No podemos olvidar que, por lo anteriormente expuesto,  si de forma inintencionada, por ejemplo,  hacemos algún comentario racista, inapropiado o que puede resultar dañino, puede ser que no nos demos cuenta de ello porque lo más normal es que nadie nos diga nada. Ninguno de nosotros estamos inmunes a decir cosas dañinas, insensibles o que están mal. Es inevitable que otras personas se enfaden, se sientan molestos, incómodos o atrapados por las cosas que decimos y hacemos. Idealmente nos gustaría saber si nuestras palabras o acciones tienen este efecto para poder modificar nuestro comportamiento, pero la persona afectada puede no expresarnos  estos sentimientos por la parálisis que en ocasiones surge ante el miedo de encontrarse ante una situación embarazosa.

Existe otro motivo por el que nos cuesta decir no y es que normalmente queremos decir si, porque nos gusta hacer cosas buenas por los demás y sentir que somos buenas personas. Por tanto, cuando le pedimos algo a alguien le estamos dando la oportunidad de sentirse bien consigo mismos, porque cuando les dejemos no estarán pensando cómo se han sentido obligados a decir que sí, estarán pensando que buenas personas son porque han ayudado a alguien.

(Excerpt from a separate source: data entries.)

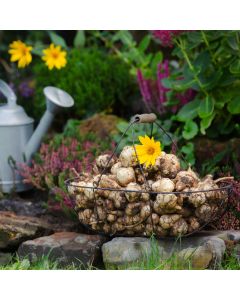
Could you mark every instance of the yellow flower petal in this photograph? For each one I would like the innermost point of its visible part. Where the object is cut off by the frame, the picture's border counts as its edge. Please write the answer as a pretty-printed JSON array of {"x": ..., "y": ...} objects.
[
  {"x": 54, "y": 57},
  {"x": 148, "y": 152},
  {"x": 20, "y": 52}
]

Tenemos muchos mecanismos de defensa psicológicos cuya función principal consiste en que nos sintamos bien con nosotros mismos. Reimaginamos las cosas que hemos hecho para mostrarnos en nuestra versión más positiva. Reinterpretamos nuestras acciones de manera que tengan sentido y significado.

Tendemos a pensar que lo que las personas hacen es el resultado de quiénes son y de aquello en lo que creen. Por ejemplo si donan a una organización benéfica es porque son buenas personas que piensan que todos deben donar a este tipo de instituciones. En otras palabras nuestras creencias personales parece que dirigen nuestras acciones, Pero los psicólogos han comprobado que esto no es siempre así. Daryl Bem, en este sentido, ha propuesto la “teoría de la auto – percepción”: primero actuamos y luego utilizamos dicho comportamiento para calibrar lo que creemos. De esta forma nuestras acciones van a determinar nuestras creencias. Por eso, puedo donar a una entidad benéfica por alguna otra razón como por ejemplo, si alguien me ha pedido que lo haga y no me he sentido capaz de rechazar la petición, pero como conclusión puedo terminar pensando que soy una buena persona y que todos deben hacer donaciones.

El hecho de que el pedir pequeños favores hace que los demás se sientan bien no significa que podamos hacer peticiones desconsideradas que pueden sobrecargar al que las recibe o inapropiadas. La mayor parte de las personas no es consciente del poder que tienen sobre los demás. Por esta razón podemos poner a los demás en situaciones incómodas sin darnos cuenta. Podemos, por ejemplo, plantear una idea éticamente cuestionable a los demás para que la consideren ( aunque lo presentemos como un abroma), presionar a un amigo para que deje su trabajo y se vaya de copas con nosotros o intentar ligar con un compañero/a de trabajo que no nos ha dado ninguna señal de que está interesado en nosotros. Hacemos estas cosas porque pensamos que las otras personas se van a sentir libres de rechazarnos o decir no a cualquier cosa que digamos que pueda hacer que se sientan incómodos, sin ser conscientes de que esto no es verdad.

Todo esto sugiere que nuestra tendencia a subestimar nuestra propia influencia sobre los demás tiene un lado oscuro. Si pensamos que nadie está escuchando somos capaces de proponer malas ideas y  no pensar en las peticiones inadecuadas que estamos formulando a todo el mundo, asumiendo (incorrectamente) que las personas van a rechazar nuestras malas ideas, no considerar nuestros requerimientos inapropiados y llamarnos la atención por nuestras tonterías. Al poner la responsabilidad de decirnos que se sienten mal o de que no están de acuerdo en los demás intentamos eludir nuestra propia responsabilidad por las cosas que decimos y las situaciones en   las que nos ponemos. Por tanto, para combatir las desinformación, el acoso sexual, la discriminación racial, la mala conducta organizacional y munchas más situaciones cada uno de nosotros debe reconocer cuál es el rol que está jugando a la hora de perpetuar o admitir estas cosas y  asumir la responsabilidad por la influencia que poseemos.